In my Tool I have the following:
----------------
MultipleOutputs.addNamedOutput(job, "namedOutput",
SlightlyModifiedTextOutputFormat.class, keyClass, valueClass);
----------------
In my Reducer I have the following:
----------------
private MultipleOutputs<KeyValue> mo_context;
public void setup(Context context) {
mo_context = new MultipleOutputs<Key, Value>(context);
}
protected void reduce(Key key, Iterable<Value> values, Context context)

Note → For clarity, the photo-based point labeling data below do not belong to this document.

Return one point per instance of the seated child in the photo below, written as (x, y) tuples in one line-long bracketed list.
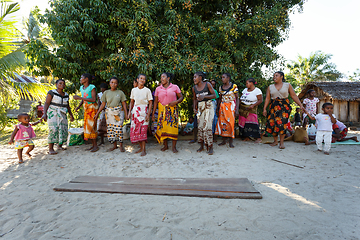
[(339, 133), (23, 133), (324, 122)]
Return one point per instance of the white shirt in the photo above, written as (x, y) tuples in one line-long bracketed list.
[(249, 98), (323, 122), (141, 96)]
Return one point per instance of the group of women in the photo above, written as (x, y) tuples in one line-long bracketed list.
[(229, 105)]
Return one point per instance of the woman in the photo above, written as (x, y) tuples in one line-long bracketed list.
[(250, 99), (167, 97), (203, 93), (140, 105), (279, 109), (55, 109), (228, 109), (89, 99), (115, 102)]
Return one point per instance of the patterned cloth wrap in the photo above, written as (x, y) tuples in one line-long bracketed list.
[(278, 116), (205, 117), (167, 123), (114, 122)]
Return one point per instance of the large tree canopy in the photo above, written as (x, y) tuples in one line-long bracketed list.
[(124, 38)]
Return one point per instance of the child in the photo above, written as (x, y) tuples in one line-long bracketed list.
[(23, 133), (311, 106), (324, 122), (139, 112), (101, 122), (297, 117)]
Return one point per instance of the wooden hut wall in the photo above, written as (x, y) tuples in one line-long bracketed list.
[(354, 111)]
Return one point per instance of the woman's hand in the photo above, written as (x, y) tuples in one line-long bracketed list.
[(264, 113), (172, 104)]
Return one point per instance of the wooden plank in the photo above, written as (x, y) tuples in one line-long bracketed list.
[(132, 189), (161, 181)]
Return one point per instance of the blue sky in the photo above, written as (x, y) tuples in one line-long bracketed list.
[(331, 26)]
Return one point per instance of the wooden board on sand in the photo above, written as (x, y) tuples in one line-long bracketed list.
[(190, 187)]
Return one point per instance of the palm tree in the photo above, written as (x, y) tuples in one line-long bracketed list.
[(314, 68)]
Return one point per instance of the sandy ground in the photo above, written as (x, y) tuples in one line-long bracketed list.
[(319, 201)]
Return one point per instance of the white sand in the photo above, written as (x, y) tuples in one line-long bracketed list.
[(320, 201)]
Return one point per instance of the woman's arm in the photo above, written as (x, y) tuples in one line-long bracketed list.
[(267, 101), (46, 106)]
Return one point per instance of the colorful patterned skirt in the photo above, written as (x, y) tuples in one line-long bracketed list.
[(278, 116), (167, 123), (138, 128), (205, 118), (114, 122), (58, 124), (226, 121), (89, 122)]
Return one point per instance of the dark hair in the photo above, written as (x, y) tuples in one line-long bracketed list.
[(310, 90), (103, 85), (201, 74), (281, 74), (228, 75), (251, 80), (115, 79), (22, 115), (59, 80), (169, 75), (88, 76), (141, 74), (327, 104)]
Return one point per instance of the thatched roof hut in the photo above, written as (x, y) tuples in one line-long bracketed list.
[(344, 95)]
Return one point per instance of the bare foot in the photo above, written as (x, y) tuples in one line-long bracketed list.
[(111, 149), (95, 149), (258, 140), (52, 152), (164, 148), (306, 141)]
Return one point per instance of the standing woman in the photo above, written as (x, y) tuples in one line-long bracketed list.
[(167, 98), (250, 99), (279, 109), (228, 109), (89, 98), (139, 111), (203, 93), (55, 109), (115, 101)]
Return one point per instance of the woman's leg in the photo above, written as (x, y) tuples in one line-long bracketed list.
[(282, 137), (174, 146)]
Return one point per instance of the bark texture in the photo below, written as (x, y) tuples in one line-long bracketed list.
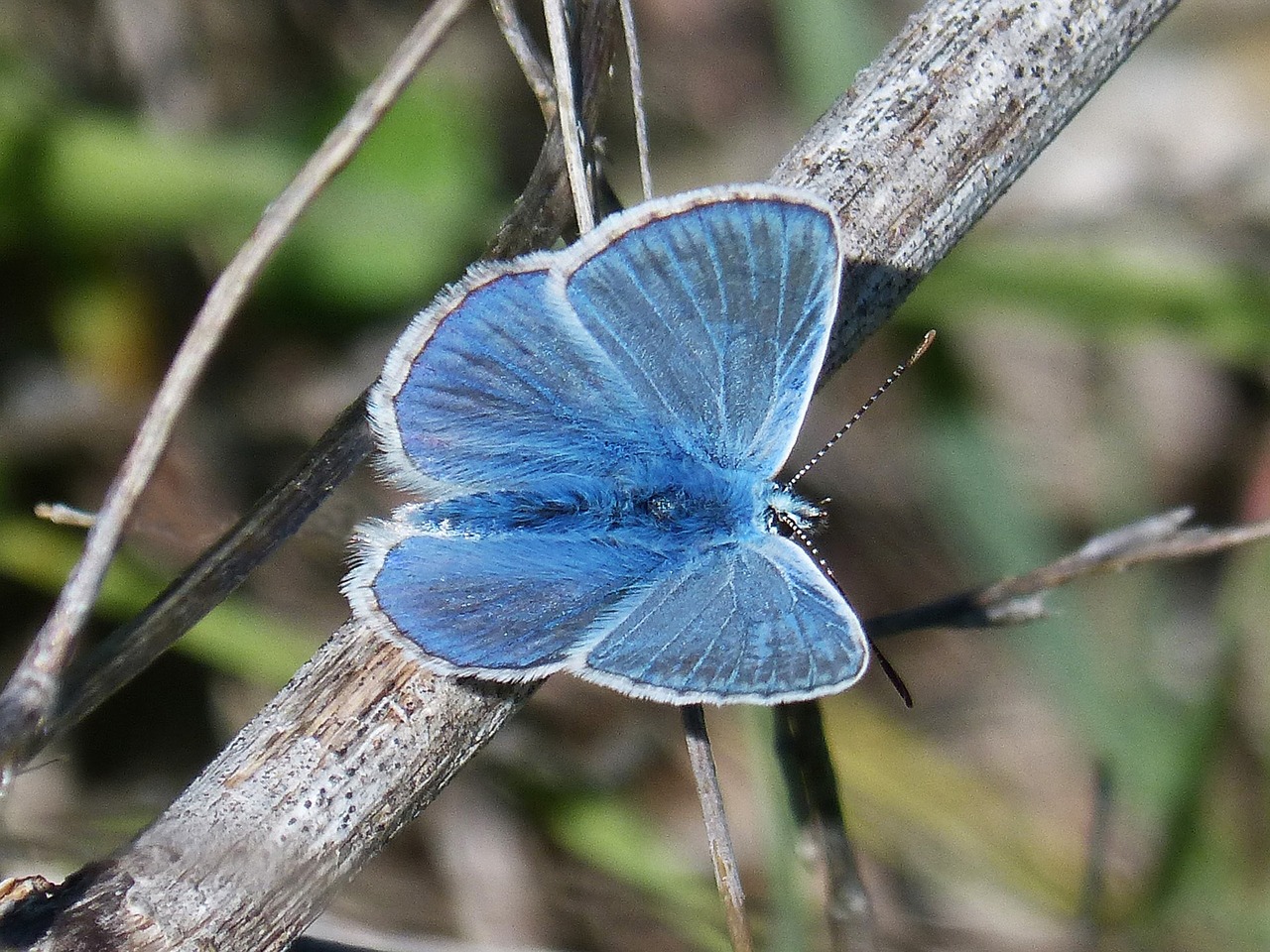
[(362, 739)]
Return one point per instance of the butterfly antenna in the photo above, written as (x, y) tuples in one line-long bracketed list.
[(894, 376), (806, 540)]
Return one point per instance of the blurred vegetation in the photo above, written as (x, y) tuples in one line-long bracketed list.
[(1102, 356)]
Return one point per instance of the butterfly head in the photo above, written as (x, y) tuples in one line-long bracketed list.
[(789, 509)]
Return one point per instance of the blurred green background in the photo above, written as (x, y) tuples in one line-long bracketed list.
[(1102, 356)]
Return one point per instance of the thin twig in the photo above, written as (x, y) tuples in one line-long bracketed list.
[(130, 649), (28, 698), (234, 861), (645, 173), (562, 62), (538, 72), (812, 784), (726, 875), (1021, 597)]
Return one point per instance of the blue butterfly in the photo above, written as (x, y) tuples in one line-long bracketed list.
[(595, 431)]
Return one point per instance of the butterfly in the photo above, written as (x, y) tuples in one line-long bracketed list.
[(595, 433)]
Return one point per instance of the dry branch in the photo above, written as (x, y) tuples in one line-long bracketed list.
[(363, 738)]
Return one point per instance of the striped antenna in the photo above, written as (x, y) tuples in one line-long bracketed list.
[(806, 540), (894, 376)]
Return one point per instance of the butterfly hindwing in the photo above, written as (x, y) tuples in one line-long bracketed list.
[(752, 621), (595, 430)]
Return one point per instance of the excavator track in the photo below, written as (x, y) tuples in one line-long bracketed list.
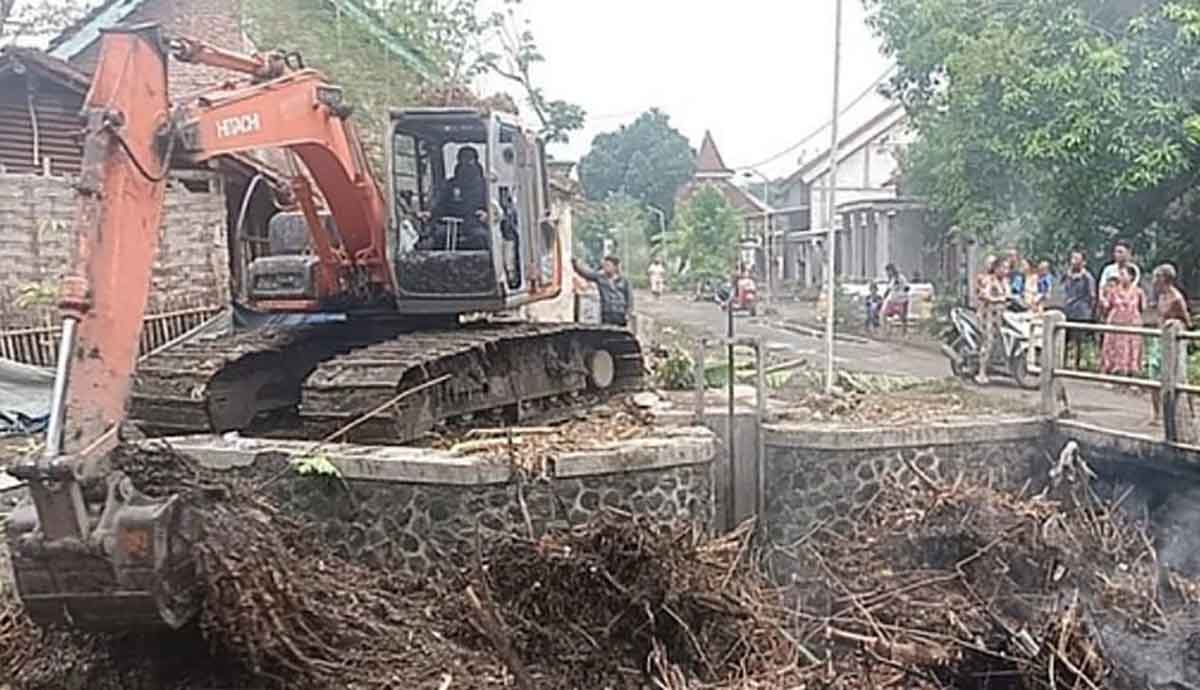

throws IOException, InterruptedException {
for(Value value: values) {
//context.write(key, value);
mo_context.write(key, value, key.toString()); // I can change
key.toString() to include the folder tree if needed
context.progress();
}
}
public void cleanup(Context context) throws IOException,
InterruptedException {
if (mo_context != null) {
mo_context.close();
}
}
----------------
When I run it I receive the following stack trace just as reducing begins:
----------------
java.lang.NoSuchMethodError:
org.apache.hadoop.mapreduce.lib.output.FileOutputFormat.setOutputName(Lorg/apache/hadoop/mapreduce/JobContext;Ljava/lang/String;)V
at
org.apache.hadoop.mapreduce.lib.output.MultipleOutputs.getRecordWriter(MultipleOutputs.java:439)
at
org.apache.hadoop.mapreduce.lib.output.MultipleOutputs.write(MultipleOutputs.java:408)
at
xxxxxx.xxxxxxxxxxx.xxxx.xxxxx.xxxxxxxxxxxxxxxxxReducer.reduce(xxxxxxxxxxxxxxxxxReducer.java:54)
at
xxxxxx.xxxxxxxxxxx.xxxx.xxxxx.xxxxxxxxxxxxxxxxxReducer.reduce(xxxxxxxxxxxxxxxxxReducer.java:27)
at org.apache.hadoop.mapreduce.Reducer.run(Reducer.java:176)
at
org.apache.hadoop.mapred.ReduceTask.runNewReducer(ReduceTask.java:566)
at org.apache.hadoop.mapred.ReduceTask.run(ReduceTask.java:408)
at
org.apache.hadoop.mapred.LocalJobRunner$Job.run(LocalJobRunner.java:216)
----------------
I must be setting this up incorrectly somehow. Does anyone have a solid example
of using OutputFormats that shows the job setup, reduction, and possibly the
output format, and is using a version around 0.20.205.0?